United will fly the chartered planes between Brussels International Airport and Chicago O’Hare International Airport as part of the “first mass air shipment of a vaccine,” supported by the FAA.
Earlier, Pfizer started to lay the foundation to move the vaccine quickly once the FDA and other regulators approve it.
Reports said Pfizer has expanded storage capacity at specific distribution sites in Pleasant Prairie, Wisc., and Karlsruhe, Germany. The company said it will use suitcase-size frozen storage in cargo planes and trucks to distribute the vaccine around the world.
Since the Pfizer vaccine requires cold storage, United Airlines will be allowed to carry five times the amount of dry ice normally permitted on board to keep the vaccine at temperature. The shots must be stored at temperatures of minus 70 degrees Celsius or below.
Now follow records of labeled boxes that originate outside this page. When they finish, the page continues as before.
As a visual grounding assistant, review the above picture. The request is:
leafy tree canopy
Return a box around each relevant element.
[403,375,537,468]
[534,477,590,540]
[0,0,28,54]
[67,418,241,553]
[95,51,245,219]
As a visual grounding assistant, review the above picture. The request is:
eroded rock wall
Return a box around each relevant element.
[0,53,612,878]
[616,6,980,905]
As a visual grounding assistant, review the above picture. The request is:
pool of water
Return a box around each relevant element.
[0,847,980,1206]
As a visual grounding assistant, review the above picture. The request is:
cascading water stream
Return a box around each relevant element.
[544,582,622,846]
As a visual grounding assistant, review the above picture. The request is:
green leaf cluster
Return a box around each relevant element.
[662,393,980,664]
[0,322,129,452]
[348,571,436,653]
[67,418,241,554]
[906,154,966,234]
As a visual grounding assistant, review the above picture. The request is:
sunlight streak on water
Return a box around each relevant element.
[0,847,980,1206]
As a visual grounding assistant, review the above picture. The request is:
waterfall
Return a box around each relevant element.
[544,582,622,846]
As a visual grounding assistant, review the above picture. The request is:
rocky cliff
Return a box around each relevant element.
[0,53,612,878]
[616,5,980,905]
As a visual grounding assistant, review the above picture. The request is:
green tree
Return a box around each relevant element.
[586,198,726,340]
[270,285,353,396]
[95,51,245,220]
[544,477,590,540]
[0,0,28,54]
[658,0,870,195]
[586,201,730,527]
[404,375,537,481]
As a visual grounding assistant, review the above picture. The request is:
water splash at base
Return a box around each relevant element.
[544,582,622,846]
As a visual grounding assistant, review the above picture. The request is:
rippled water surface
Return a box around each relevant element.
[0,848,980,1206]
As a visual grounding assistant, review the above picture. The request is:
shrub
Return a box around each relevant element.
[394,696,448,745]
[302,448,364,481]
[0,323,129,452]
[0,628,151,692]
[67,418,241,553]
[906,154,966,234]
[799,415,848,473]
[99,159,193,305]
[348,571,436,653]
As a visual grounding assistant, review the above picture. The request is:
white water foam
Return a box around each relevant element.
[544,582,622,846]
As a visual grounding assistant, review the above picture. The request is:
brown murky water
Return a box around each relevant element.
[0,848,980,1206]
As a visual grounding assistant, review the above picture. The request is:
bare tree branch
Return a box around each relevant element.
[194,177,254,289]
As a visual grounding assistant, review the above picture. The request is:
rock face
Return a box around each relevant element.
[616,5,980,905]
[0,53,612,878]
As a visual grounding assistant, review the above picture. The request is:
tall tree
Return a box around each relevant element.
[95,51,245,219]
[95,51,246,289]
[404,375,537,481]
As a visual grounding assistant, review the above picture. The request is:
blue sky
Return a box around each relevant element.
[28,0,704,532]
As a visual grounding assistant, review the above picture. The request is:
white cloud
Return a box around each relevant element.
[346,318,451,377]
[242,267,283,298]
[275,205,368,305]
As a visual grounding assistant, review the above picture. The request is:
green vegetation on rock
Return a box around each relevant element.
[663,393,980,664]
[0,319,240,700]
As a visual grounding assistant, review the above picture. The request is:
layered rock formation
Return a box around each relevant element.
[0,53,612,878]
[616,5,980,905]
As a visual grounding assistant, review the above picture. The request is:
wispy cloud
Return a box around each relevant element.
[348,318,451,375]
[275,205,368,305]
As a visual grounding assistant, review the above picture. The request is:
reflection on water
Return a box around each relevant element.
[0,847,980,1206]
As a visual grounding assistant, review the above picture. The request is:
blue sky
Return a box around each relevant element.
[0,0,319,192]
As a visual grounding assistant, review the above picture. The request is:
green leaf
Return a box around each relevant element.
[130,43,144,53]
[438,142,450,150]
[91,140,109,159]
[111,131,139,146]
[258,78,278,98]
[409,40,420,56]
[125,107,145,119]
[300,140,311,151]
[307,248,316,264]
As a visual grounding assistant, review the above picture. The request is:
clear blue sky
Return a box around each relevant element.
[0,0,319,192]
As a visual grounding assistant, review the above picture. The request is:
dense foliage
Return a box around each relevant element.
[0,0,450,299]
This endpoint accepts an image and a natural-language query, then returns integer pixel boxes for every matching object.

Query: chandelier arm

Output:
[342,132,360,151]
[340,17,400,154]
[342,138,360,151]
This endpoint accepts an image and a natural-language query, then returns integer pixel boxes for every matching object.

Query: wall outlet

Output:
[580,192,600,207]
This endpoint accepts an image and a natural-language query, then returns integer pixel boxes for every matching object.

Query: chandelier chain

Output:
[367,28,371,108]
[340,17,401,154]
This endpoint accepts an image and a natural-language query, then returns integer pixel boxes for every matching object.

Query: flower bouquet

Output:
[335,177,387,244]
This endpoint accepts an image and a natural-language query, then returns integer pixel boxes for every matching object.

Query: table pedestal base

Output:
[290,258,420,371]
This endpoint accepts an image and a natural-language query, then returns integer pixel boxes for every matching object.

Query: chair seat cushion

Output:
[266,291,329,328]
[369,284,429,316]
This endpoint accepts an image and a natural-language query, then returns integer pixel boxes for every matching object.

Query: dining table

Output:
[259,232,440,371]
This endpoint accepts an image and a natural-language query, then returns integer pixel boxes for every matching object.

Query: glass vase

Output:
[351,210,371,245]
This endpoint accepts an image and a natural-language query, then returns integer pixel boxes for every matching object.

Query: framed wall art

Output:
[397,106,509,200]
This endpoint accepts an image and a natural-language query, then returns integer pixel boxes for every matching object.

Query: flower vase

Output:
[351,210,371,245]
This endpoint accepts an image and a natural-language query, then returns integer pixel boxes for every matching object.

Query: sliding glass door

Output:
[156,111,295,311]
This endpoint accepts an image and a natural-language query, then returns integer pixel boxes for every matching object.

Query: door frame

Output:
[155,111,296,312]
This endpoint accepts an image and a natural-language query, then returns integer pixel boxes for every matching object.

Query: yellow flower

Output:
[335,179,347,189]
“The logistics of distributing the Pfizer vaccine, if proven to be safe and effective, will no doubt be a Herculean task,” Peterson told Fox News.
“Beyond the challenge of physically transporting the vaccine by air and land to distribution centers across America and internationally, there are the additional obstacles of keeping the vaccine at sub-zero temperatures and monitoring deliveries for theft.”